I knew from her texts that she was recovering from the assault by the serial killer the media coined “The Prophet,” but it looked as if she was held together with barely a hope and a prayer. Her once gorgeous, thick golden-brown hair was cut in a ragged, awful style, short as a boy’s, and her bones pressed too-hard against her skin, deep hollows beneath her cheekbones and around her wide, dulled sage-green eyes.
I pressed a fist to my mouth to keep in the sob, taking Cleo’s thin hand with me when I did.
Her expression collapsed in on itself, lips trembling, brows bowed under the strain of her frown. “I know…I don’t look so pretty anymore.”
“You’ll always be beautiful,” I told her honestly. The other girl, Bea, was totally forgotten even though she sat three feet away in a chair. “But this…God, my heart breaks just looking at you. What did he do to you…?” I let the question trail away because it was rhetorical, but Cleo seemed to take it seriously.
“Everything,” she whispered. “Everyone says I should talk to someone about it.
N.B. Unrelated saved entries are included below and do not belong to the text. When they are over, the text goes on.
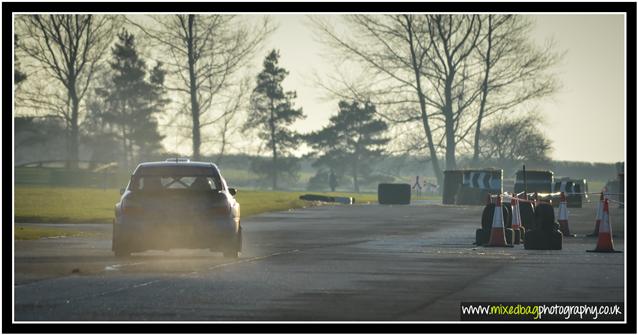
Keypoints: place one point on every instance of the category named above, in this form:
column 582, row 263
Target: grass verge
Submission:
column 35, row 233
column 38, row 204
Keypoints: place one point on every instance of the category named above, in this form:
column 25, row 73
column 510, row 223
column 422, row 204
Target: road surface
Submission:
column 356, row 263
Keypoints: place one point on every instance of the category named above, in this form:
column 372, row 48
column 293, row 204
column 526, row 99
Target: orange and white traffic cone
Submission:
column 563, row 216
column 605, row 242
column 497, row 235
column 516, row 221
column 599, row 215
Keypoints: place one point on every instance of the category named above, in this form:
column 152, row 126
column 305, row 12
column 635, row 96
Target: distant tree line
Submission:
column 434, row 86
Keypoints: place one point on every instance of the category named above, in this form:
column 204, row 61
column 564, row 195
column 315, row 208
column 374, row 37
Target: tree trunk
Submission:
column 450, row 143
column 424, row 116
column 477, row 134
column 274, row 145
column 355, row 175
column 74, row 146
column 193, row 89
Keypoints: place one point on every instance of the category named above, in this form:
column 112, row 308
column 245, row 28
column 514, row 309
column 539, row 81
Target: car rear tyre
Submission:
column 231, row 254
column 527, row 215
column 122, row 253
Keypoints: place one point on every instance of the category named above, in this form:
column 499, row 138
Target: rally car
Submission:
column 177, row 204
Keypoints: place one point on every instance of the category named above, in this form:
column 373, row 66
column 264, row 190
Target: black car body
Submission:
column 177, row 204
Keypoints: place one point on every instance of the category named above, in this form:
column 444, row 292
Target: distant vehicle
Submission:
column 575, row 191
column 471, row 187
column 541, row 181
column 177, row 204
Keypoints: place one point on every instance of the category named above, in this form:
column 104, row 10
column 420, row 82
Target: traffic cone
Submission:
column 599, row 215
column 605, row 242
column 562, row 216
column 497, row 235
column 516, row 221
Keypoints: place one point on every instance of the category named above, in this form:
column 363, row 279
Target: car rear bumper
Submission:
column 141, row 235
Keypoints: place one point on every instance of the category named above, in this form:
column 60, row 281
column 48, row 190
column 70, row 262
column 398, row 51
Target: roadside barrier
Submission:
column 599, row 215
column 519, row 231
column 563, row 216
column 605, row 242
column 394, row 194
column 497, row 234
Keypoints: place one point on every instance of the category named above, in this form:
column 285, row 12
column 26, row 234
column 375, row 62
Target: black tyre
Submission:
column 507, row 215
column 231, row 254
column 509, row 236
column 120, row 253
column 532, row 240
column 486, row 217
column 544, row 216
column 527, row 215
column 555, row 240
column 116, row 244
column 233, row 249
column 482, row 236
column 519, row 235
column 394, row 194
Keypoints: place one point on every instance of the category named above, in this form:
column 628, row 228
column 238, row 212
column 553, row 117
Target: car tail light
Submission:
column 221, row 210
column 130, row 210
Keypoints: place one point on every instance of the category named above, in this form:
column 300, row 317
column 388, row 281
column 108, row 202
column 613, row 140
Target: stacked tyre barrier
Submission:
column 394, row 194
column 538, row 229
column 324, row 198
column 546, row 235
column 469, row 187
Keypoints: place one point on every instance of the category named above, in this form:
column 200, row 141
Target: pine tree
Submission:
column 350, row 140
column 132, row 101
column 272, row 114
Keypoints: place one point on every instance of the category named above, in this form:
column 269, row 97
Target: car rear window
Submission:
column 157, row 183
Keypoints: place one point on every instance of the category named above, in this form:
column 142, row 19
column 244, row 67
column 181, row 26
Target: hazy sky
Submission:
column 585, row 120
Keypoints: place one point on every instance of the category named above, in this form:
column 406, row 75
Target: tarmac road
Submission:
column 361, row 262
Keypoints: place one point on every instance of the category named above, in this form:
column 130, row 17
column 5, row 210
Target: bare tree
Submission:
column 514, row 70
column 394, row 50
column 516, row 139
column 454, row 38
column 446, row 72
column 68, row 48
column 229, row 123
column 205, row 52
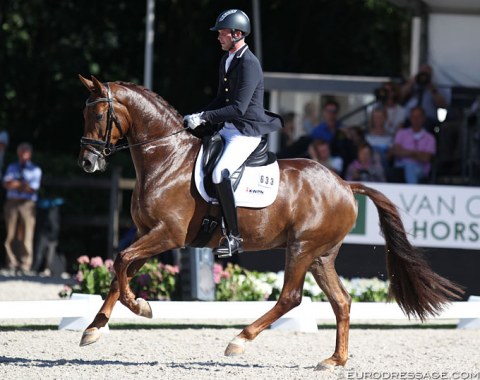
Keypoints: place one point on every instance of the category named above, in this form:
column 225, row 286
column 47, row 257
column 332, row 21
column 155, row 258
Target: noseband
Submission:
column 105, row 147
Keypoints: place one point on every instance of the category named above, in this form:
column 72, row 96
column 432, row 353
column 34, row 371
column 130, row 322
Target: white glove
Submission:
column 194, row 120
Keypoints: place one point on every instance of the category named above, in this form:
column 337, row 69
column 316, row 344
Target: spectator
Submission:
column 414, row 147
column 395, row 112
column 22, row 181
column 378, row 137
column 4, row 139
column 332, row 131
column 319, row 150
column 330, row 125
column 310, row 117
column 420, row 90
column 288, row 130
column 367, row 167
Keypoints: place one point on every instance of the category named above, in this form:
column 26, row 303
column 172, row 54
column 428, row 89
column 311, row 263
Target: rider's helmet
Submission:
column 233, row 19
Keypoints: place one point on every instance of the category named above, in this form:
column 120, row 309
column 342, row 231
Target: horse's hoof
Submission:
column 235, row 347
column 325, row 367
column 90, row 336
column 144, row 308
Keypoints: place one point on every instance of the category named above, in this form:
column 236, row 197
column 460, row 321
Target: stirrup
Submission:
column 225, row 248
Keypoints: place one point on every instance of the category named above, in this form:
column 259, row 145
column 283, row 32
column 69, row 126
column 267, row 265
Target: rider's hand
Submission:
column 194, row 120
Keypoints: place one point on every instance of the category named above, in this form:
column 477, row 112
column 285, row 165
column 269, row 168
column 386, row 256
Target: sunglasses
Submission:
column 331, row 110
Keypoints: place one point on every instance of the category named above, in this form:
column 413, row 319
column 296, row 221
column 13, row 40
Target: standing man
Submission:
column 421, row 91
column 22, row 181
column 238, row 108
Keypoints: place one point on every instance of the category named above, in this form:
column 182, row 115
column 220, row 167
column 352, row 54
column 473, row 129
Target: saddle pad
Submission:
column 258, row 186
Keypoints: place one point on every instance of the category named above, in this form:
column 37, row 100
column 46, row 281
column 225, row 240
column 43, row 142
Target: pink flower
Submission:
column 83, row 259
column 109, row 265
column 171, row 269
column 79, row 277
column 96, row 262
column 217, row 272
column 143, row 279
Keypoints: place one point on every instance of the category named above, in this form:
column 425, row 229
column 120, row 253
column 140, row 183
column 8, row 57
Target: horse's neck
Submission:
column 165, row 152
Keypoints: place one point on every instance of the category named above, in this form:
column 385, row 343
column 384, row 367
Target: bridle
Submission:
column 105, row 147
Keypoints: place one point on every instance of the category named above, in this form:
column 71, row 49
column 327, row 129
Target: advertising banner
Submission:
column 433, row 216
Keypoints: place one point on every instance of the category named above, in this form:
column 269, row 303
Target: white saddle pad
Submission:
column 257, row 188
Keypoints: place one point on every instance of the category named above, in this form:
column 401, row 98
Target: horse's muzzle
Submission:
column 91, row 162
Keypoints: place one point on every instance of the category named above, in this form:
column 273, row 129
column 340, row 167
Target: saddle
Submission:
column 213, row 148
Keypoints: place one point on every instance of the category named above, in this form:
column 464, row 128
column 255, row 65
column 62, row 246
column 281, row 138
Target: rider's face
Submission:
column 225, row 38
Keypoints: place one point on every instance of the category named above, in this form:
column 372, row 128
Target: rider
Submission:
column 239, row 107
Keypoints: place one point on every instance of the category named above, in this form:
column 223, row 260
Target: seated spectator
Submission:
column 421, row 90
column 319, row 150
column 395, row 112
column 414, row 147
column 330, row 125
column 367, row 167
column 378, row 137
column 310, row 117
column 288, row 130
column 333, row 132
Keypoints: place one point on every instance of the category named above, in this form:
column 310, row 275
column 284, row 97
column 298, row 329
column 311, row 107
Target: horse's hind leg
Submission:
column 323, row 269
column 290, row 297
column 92, row 332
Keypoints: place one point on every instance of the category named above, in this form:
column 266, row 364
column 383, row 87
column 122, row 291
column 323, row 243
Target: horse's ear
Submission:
column 99, row 87
column 87, row 83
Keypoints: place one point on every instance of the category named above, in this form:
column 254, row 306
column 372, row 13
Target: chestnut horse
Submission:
column 314, row 211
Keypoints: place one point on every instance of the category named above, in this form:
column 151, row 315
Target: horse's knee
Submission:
column 342, row 307
column 290, row 302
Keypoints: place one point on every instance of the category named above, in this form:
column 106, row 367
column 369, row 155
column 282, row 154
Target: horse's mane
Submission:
column 155, row 97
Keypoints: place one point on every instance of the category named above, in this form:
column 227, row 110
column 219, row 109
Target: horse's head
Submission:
column 103, row 128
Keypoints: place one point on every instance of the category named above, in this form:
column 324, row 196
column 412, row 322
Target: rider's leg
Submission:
column 232, row 242
column 237, row 149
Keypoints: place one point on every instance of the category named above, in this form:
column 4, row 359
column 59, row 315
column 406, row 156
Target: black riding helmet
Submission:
column 233, row 19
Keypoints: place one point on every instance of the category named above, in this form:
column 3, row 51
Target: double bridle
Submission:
column 105, row 147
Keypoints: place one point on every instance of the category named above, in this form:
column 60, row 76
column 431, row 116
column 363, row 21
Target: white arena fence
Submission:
column 77, row 312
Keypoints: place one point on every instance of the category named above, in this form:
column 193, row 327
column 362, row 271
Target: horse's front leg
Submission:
column 92, row 332
column 126, row 296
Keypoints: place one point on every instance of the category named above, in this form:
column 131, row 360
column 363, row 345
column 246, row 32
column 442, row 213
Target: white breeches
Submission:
column 237, row 149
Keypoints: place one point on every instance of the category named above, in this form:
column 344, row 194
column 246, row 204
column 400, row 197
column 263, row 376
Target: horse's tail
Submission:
column 418, row 290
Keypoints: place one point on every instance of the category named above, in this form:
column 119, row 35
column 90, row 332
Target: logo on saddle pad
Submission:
column 258, row 186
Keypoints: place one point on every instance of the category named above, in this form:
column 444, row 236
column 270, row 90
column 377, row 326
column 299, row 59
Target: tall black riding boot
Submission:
column 231, row 243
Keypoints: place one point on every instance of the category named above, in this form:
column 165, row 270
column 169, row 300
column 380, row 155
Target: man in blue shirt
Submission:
column 22, row 181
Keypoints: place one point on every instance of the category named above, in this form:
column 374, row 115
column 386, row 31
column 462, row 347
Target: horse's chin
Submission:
column 93, row 165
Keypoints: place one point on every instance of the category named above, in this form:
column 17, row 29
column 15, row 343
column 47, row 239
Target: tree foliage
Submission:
column 45, row 44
I-I had some meetings with a trauma psychologist at the hospital, but…how can I find the words?”
She swayed toward me, planting her face in my neck so she could whisper her heartbreaking words against my ear. “He took my womb from me, Mei. I’ll never have kids.”
My eyes squeezed shut so tightly I saw exploding stars. Idly, I wondered if I was watching my heart fragment into pieces.
Cleo had always wanted children. She was the kind of girl who grew up thinking about her wedding to a good, kind man with a stable job and living in a house with a white picket fence and two-point-five children. She was wholesome, not because she’d been raised in a wholesome environment by wholesome people, but because shehad not.
All my sweet Cleo had ever dreamt of waspeace.
And peace to her meant a big family she could shower her love and goodness on.
I’d never even thought about having children. How could I when the man I loved in a way I knew I’d never stop had been taken from me when I was just seventeen?